Selain itu lahan yang luas dan tanah yang subur, hal ini turut mendukung proses bercocok tanam dengan hasil panen yang berlimpah ruah. Air yang melimpah pun sangat menunjang akan perkembangan tanaman di sawah.
Ketika panen raya tiba, tetapi kenapa sering terjadi harga padi anjlok? Sehingga petani enggan menjual padi ke Bulog.
"Sekarang petani juga lebih memilih untuk menyimpan. Menyimpan untuk apa? Untuk dijual misalnya saat menjelang lebaran, atau menjelang panen kedua. Umumnya petani sekarang menjual di sawah," ujar Sutarto kepada Katadata.co.id, pada Senin (22/11).

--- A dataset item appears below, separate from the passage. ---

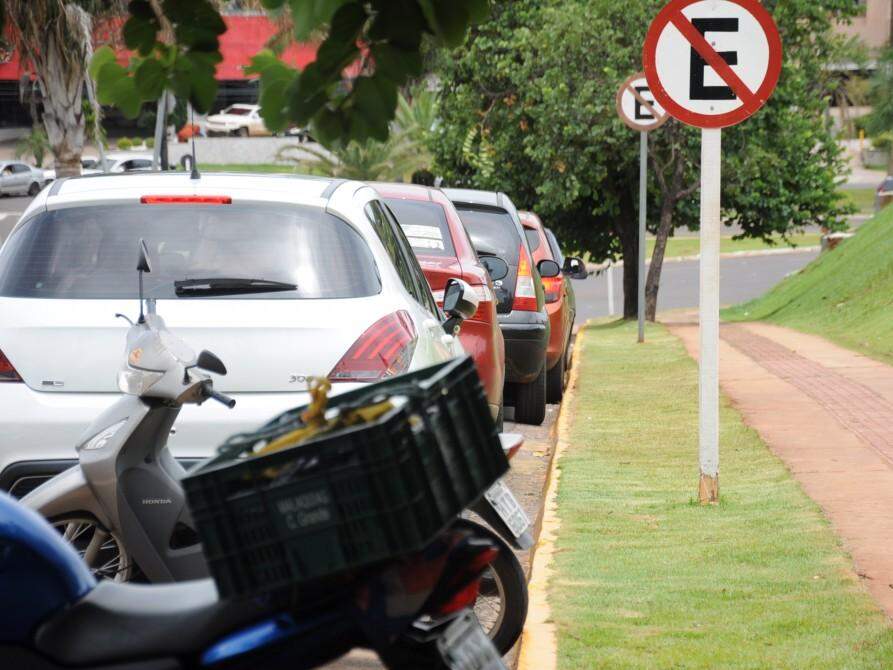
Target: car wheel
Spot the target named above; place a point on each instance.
(555, 382)
(530, 400)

Nah usut punya usut, ketika harga padi sedang tinggi Bulog membeli padi petani dengan harga rendah. Sehingga tidak sedikit petani yang rugi dan memilih untuk menyimpan pada di rumah.
Pupuk Mahal
Banyak keluhan dari petani harga pupuk mahal. Tidak hanya mahal, pupuk terkadang langka di tempat tertentu. Saat masa tanam, harga pupuk melambung tinggi. Hal inilah yang menjadikan petani tambah anjlok penghasilannya.
Sudahlah harga padi murah, tetapi harga pupuk kian hari makin mahal. Di sisi lain pemerintah dengan mudahnya mengambil keputusan untuk memperpanjang impor beras.
Persolan yang selalu berulang terkait harga padi yang fluktuatif menunjukkan adanya kegagalan pemerintah dalam tata kelola pangan, terutama beras.
Buruknya koordinasi antar lembaga yang terkait mengakibatkan stok cadangan beras pemerintah menipis.
Terlebih kebijakan pemerintah dalam pengelolaan pangan yang bersifat kapitalistik tidak berpihak pada petani membuat petani menangis karena mahalnya pupuk yang ada di pasaran.
Jangan Tambah Beban Petani
Harusnya pemerintah tidak menambah beban petani yang makin sulit dalam memenuhi ekonomi saat ini karena semua serba mahal.
Kebijakan pemerintah yang kapitalistik harus diubah agar mensejahterakan petani.
Memberikan ketersediaan pupuk yang cukup dan harga bisa dijangkau petani. Dan mempermudah regulasi jika ada subsidi pupuk.
Membeli padi petani dengan harga yang wajar, tidak mempermainkan harga seenaknya. Jika Bulog kekurangan stok beras maka wajar petani enggan menjual ke Bulog, dan harusnya jadi bahan evaluasi.
Solusi terbaik Islam dalam menangani pengelolaan pangan dengan menjamin ketersediaan cadangan pangan.
Melindungi petani dengan menetapkan harga standar minimal pembelian, sehingga petani tidak dirugikan.
Tak kalah pentingnya, juga ketersediaan pupuk yang mudah dan murah insyaallah akan terpenuhi. Sehingga produksi bisa optimal, cadangan beras pun akan tersedia tanpa impor.
Sehingga petani dapat merasakan kesejahteraan dengan harga jual yang setimpal dan keberkahan dalam bercocok tanam dengan menerapkan syariat Islam kaffah.